In today’s video, we are going to be discussing how to handle if more than one individual inherits an award like an Olympic medal.
The Winter Olympics just finished. That means there will be 109 sets of medals awarded in the last few weeks. That’s 327 when you count gold, silver and bronze.
What would happen if one of our clients inherited an Olympic medal that a deceased loved and earned? Or an Oscar award or a Heisman trophy?
What do all these have in common besides reflecting some pretty serious achievement?
They, and any other award or trophy, represent some potential problems when inherited. If only one person inherits such an item, no problem. That beneficiary can choose to keep it or sell it or whatever.
If, however, more than one person inherits an item and the beneficiaries want to keep it, it’s not like you can just split it up. The family therefore has to decide who gets it.
Also, if such an item is part of a whole bunch of stuff that multiple people are inheriting, you need to make sure that everyone is getting a fair share.

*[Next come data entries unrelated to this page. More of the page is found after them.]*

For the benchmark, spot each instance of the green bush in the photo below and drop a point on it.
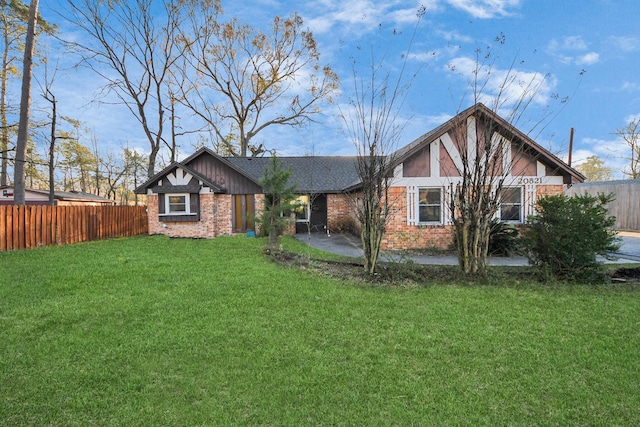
(568, 233)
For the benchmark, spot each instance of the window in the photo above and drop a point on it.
(430, 205)
(179, 207)
(177, 204)
(302, 208)
(511, 205)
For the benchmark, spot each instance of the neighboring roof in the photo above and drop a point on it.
(311, 174)
(67, 195)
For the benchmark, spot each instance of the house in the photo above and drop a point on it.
(207, 195)
(61, 198)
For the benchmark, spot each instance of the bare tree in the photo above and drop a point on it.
(135, 48)
(25, 106)
(484, 173)
(249, 80)
(374, 126)
(13, 16)
(630, 134)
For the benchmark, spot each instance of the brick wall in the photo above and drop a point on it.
(215, 218)
(341, 213)
(400, 235)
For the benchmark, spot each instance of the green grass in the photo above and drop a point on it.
(158, 331)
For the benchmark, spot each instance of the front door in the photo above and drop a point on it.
(314, 218)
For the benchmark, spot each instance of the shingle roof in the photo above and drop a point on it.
(318, 174)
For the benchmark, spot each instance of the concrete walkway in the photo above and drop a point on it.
(349, 245)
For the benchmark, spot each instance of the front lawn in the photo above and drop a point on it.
(158, 331)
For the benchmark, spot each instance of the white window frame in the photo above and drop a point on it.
(187, 204)
(300, 200)
(520, 203)
(441, 205)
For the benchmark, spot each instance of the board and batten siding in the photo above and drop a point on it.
(625, 207)
(225, 176)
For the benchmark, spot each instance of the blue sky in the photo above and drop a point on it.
(588, 50)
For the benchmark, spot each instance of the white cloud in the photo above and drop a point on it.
(362, 16)
(588, 59)
(505, 87)
(485, 9)
(568, 43)
(568, 50)
(626, 44)
(632, 117)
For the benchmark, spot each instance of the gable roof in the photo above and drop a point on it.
(151, 182)
(334, 174)
(311, 174)
(506, 129)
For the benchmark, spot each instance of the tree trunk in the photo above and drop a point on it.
(25, 105)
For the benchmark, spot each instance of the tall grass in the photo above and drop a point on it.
(158, 331)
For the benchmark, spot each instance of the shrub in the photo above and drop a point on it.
(568, 233)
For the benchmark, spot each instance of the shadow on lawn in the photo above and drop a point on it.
(410, 274)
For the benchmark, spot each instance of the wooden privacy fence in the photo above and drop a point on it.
(23, 227)
(625, 207)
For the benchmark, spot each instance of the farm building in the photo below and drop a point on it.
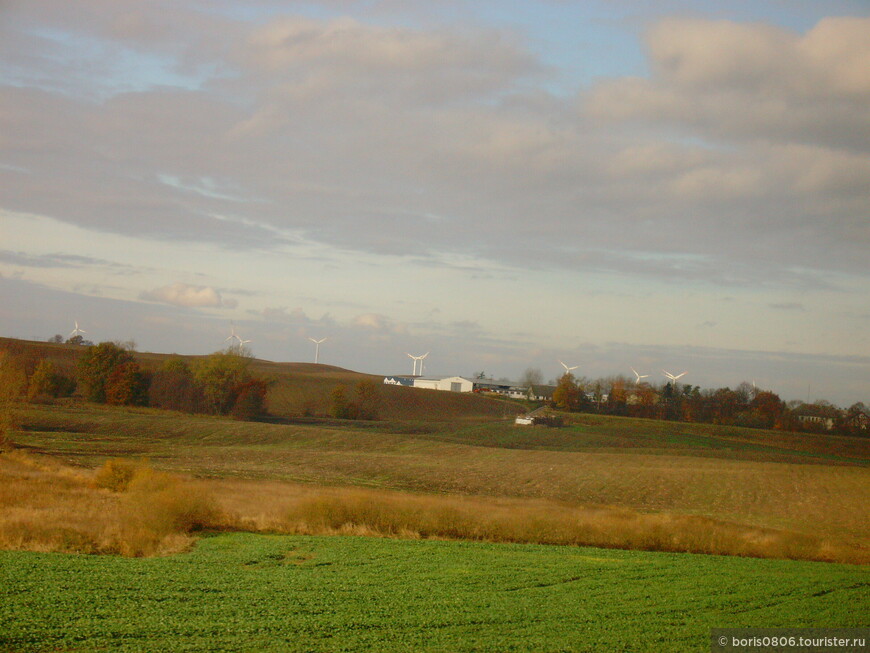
(450, 383)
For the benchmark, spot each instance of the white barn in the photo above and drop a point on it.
(449, 384)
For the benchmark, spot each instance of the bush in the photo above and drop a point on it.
(12, 383)
(95, 367)
(368, 399)
(173, 387)
(220, 376)
(126, 385)
(115, 475)
(250, 400)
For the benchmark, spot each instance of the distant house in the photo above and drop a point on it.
(816, 416)
(449, 384)
(859, 421)
(543, 416)
(407, 381)
(540, 392)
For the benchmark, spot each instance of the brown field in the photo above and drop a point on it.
(51, 507)
(453, 462)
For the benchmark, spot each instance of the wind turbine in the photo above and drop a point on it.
(75, 332)
(317, 348)
(416, 359)
(639, 376)
(232, 335)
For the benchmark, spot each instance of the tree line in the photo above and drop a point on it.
(108, 373)
(745, 405)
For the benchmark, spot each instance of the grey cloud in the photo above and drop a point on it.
(731, 80)
(319, 129)
(182, 294)
(60, 260)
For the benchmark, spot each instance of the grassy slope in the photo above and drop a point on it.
(248, 592)
(300, 388)
(828, 499)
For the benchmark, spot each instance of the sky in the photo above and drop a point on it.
(680, 186)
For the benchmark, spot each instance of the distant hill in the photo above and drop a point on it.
(303, 389)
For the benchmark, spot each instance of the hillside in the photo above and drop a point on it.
(302, 389)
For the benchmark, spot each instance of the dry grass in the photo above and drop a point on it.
(287, 508)
(50, 507)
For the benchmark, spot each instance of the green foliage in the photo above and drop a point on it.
(220, 376)
(340, 406)
(41, 384)
(173, 387)
(365, 406)
(126, 385)
(47, 383)
(115, 474)
(12, 383)
(567, 395)
(250, 401)
(368, 399)
(292, 593)
(95, 367)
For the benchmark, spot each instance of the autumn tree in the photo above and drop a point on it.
(250, 401)
(368, 399)
(340, 407)
(767, 407)
(567, 395)
(95, 367)
(173, 387)
(46, 383)
(220, 376)
(126, 385)
(12, 383)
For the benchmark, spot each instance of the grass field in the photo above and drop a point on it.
(805, 484)
(460, 502)
(293, 593)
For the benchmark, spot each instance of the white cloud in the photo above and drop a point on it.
(182, 294)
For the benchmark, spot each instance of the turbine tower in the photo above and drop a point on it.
(232, 335)
(416, 360)
(317, 348)
(76, 332)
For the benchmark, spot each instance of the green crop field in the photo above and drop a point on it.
(817, 485)
(293, 593)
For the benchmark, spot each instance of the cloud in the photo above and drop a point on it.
(182, 294)
(736, 80)
(59, 260)
(788, 306)
(443, 143)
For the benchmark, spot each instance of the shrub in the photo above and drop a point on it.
(173, 387)
(219, 376)
(12, 383)
(115, 475)
(250, 399)
(126, 385)
(368, 399)
(159, 507)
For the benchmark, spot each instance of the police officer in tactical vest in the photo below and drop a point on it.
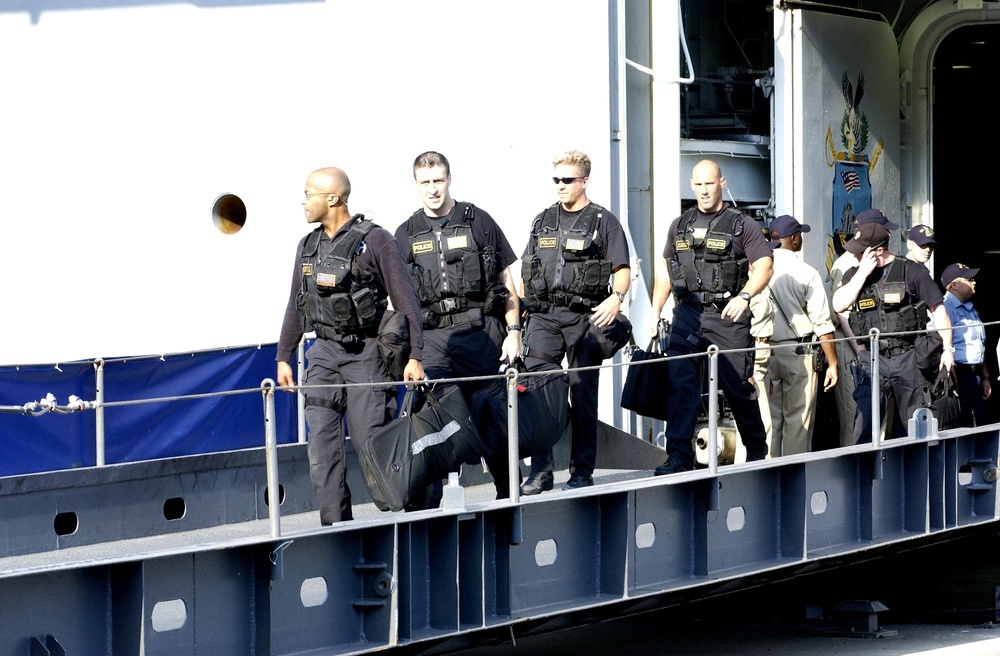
(459, 262)
(345, 272)
(715, 260)
(574, 277)
(892, 294)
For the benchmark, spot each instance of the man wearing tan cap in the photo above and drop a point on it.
(893, 295)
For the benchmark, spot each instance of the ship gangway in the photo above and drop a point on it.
(190, 555)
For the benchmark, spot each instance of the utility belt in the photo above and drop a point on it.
(706, 298)
(574, 302)
(453, 304)
(892, 347)
(432, 320)
(345, 339)
(801, 349)
(974, 369)
(528, 352)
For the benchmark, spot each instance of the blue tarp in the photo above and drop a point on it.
(142, 431)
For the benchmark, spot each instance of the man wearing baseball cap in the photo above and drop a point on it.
(920, 243)
(801, 317)
(893, 295)
(845, 389)
(971, 375)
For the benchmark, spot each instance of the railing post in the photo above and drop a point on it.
(713, 409)
(99, 411)
(513, 451)
(876, 388)
(271, 455)
(300, 396)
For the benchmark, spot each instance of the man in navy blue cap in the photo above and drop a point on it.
(893, 295)
(969, 336)
(920, 243)
(845, 389)
(801, 318)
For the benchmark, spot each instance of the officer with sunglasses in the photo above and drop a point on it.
(346, 270)
(574, 277)
(715, 261)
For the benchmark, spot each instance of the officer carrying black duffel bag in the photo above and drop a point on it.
(406, 455)
(542, 417)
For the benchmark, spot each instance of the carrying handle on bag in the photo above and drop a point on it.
(435, 406)
(942, 383)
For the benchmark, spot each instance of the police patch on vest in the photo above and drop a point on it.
(326, 280)
(461, 241)
(423, 247)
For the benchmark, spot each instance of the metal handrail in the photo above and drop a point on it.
(512, 378)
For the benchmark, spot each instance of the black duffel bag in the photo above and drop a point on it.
(402, 458)
(645, 389)
(542, 417)
(943, 400)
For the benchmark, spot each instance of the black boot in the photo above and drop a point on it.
(537, 483)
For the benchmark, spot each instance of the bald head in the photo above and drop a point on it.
(707, 168)
(707, 184)
(332, 180)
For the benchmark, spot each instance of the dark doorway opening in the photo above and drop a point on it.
(963, 132)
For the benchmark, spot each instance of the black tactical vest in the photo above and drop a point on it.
(706, 258)
(450, 272)
(567, 268)
(337, 297)
(888, 306)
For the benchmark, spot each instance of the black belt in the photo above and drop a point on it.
(798, 340)
(976, 369)
(574, 302)
(893, 351)
(541, 355)
(473, 316)
(450, 305)
(708, 298)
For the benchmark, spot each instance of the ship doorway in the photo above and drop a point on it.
(963, 136)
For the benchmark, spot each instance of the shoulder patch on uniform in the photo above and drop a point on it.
(423, 247)
(459, 241)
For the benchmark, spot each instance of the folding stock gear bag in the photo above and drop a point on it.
(542, 412)
(403, 457)
(645, 389)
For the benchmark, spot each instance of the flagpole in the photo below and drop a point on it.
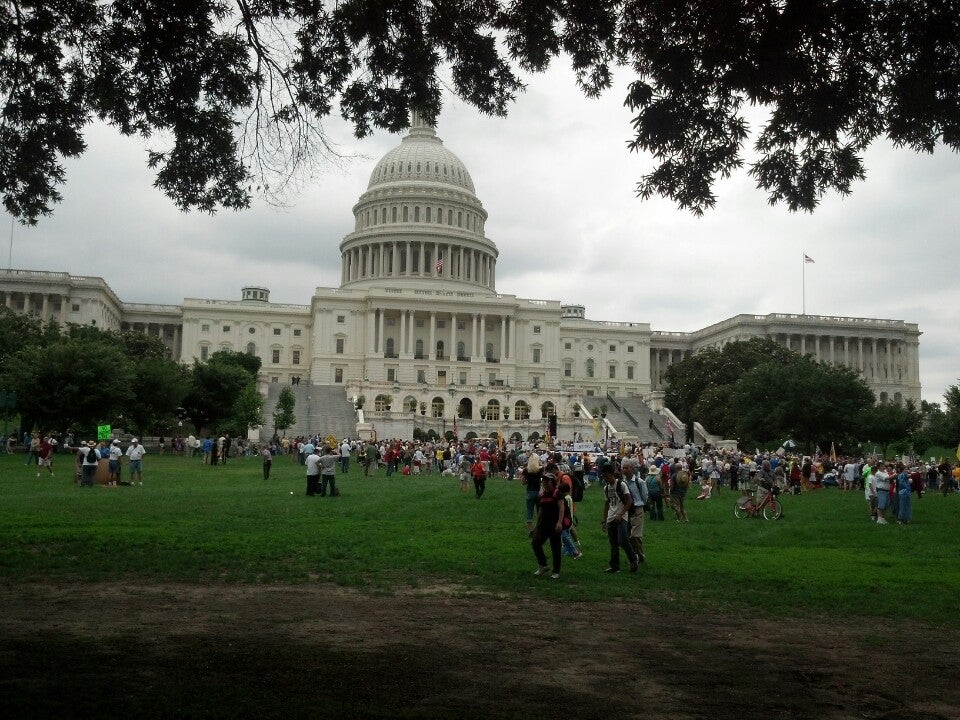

That would raise the question of how much that Olympic medal or Oscar or Heisman would get. You see, not every award is created equal. Well, they are but they don’t stay that way.
Strictly speaking, given the market rate for its material, an Olympic gold medal is currently worth around $810. But that doesn’t take into account how much a particular medal would fetch at a sale.
One of the gold medals that Michael Phelps won in the 2004 Summer Olympics is certainly worth a lot more than many of the others earned that same year.
And it’s not like medals or trophies are sold all that often. Even if they were, each one has its own value based on the winner and/or history behind the win.
For example, OJ Simpson’s Heisman trophy sold at auction for $255,000 but I think we can all agree that it came with a history that few others do.
When we have a client who inherits a unique item, we make sure to get an expert with that type of item to either give a valuation or auction it.